Kos Grabar: “Lo de los trapitos en Quilmes no es ordenamiento, es una interna peronista con negocios detrás”

La dirigente quilmeña cuestionó la política del municipio frente a los cuidacoches, habló de connivencia estatal, denunció violencia en el centro de la ciudad y puso en duda el proyecto de estacionamiento medido impulsado por la gestión de Mayra Mendoza.

La dirigente de Quilmes Jorgelina Kos Grabar analizó en la 99.9 el conflicto desatado en el municipio bonaerense por la situación de los trapitos y fue contundente al señalar que “no hay que quedarse con la foto del momento, sino mirar toda la película”, porque, según afirmó, “esto es claramente un enfrentamiento interno del peronismo que no va a traer ninguna solución a los problemas reales que tiene Quilmes”.

Kos Grabar sostuvo que la discusión pública entre la intendenta Mayra Mendoza y Juan Grabois “no tiene que ver con resolver la marginalidad, sino con una disputa política”, y remarcó que en el distrito “en seis años no hicieron absolutamente nada para ordenar la situación”. Por el contrario, afirmó que “lejos de no hacer nada, los incentivaron”, al recordar que “Mayra Mendoza tuvo en sus listas un concejal del riñón de Grabois, en una clara sociedad para llevar adelante este tipo de políticas”.

En ese marco, rechazó lo que definió como una “romantización” de la problemática: “Romantizar a los carreros, a los trapitos y a los carritos, cuando en realidad estamos hablando de gente en completa marginalidad, no ayuda. Todos quisiéramos que tengan un trabajo formal y puedan vivir bien, y eso no es un ataque personal hacia esas personas”. También recordó que Quilmes “tiene 106 villas”, por lo que consideró que no se trata de un tema menor ni aislado.

La dirigente describió un escenario de violencia e impunidad en zonas céntricas: “Estamos hablando de un grupo completamente organizado, avalado por el poder estatal en Quilmes, que amedrenta a la gente”. Mencionó episodios ocurridos durante la pandemia, cuando trapitos “se metieron en la comisaría principal del centro, se treparon al mástil, bajaron la bandera de la policía y pusieron la de ellos”. Además, advirtió sobre la presencia de menores: “En lugares como Plaza Conesa ves chicos de 10, 12 o 13 años trabajando con ellos”.

Kos Grabar relató situaciones cotidianas que, según dijo, viven los vecinos: “Están parados en el medio de la calle en actitud de ‘no me corro’. Si tocás bocina o te pasás un poco, te rayan el auto o se te tiran encima. Es muy complicado”. Y remarcó que “mucha gente les deja plata más por miedo que por voluntad, para que no les rompan el auto o para poder volver a estacionar tranquilos”.

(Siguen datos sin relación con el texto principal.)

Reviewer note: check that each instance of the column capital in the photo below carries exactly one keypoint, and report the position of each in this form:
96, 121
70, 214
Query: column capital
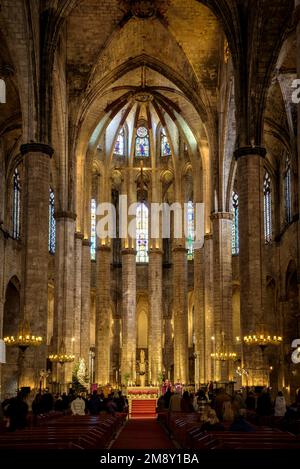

Respecto al proyecto de estacionamiento medido, señaló que “entre gallos y medianoche apareció una ordenanza en el Concejo Deliberante” de la que, afirmó, “ni siquiera los concejales tenían demasiada información”. Según explicó, se trataría de “un plan de ordenamiento urbano que privatiza el estacionamiento en tres cuadrantes”, lo que desató la manifestación de los trapitos frente al municipio.

En ese punto, cuestionó las contradicciones políticas: “La dirigente que apareció reclamando en la calle es la esposa del presidente del bloque oficialista, que votó a favor de la ordenanza. Después terminó renunciando a la presidencia del bloque diciendo que no estaba de acuerdo con lo que había votado”. Para Kos Grabar, esos hechos “muestran que hay otra cosa detrás”.

Finalmente, puso el foco en la falta de respuestas concretas del Estado: “Si en seis años no sacaron a los trapitos de la calle, ¿qué solución le va a traer esto a los quilmeños? ¿Una empresa privada va a tener poder de policía para sacarlos?”. Y concluyó: “Si los querían sacar, los podrían haber sacado. No lo hicieron nunca. Por eso no les creemos, mientras la inseguridad avanza y los vecinos seguimos en el medio de discusiones de poder y de negocios”.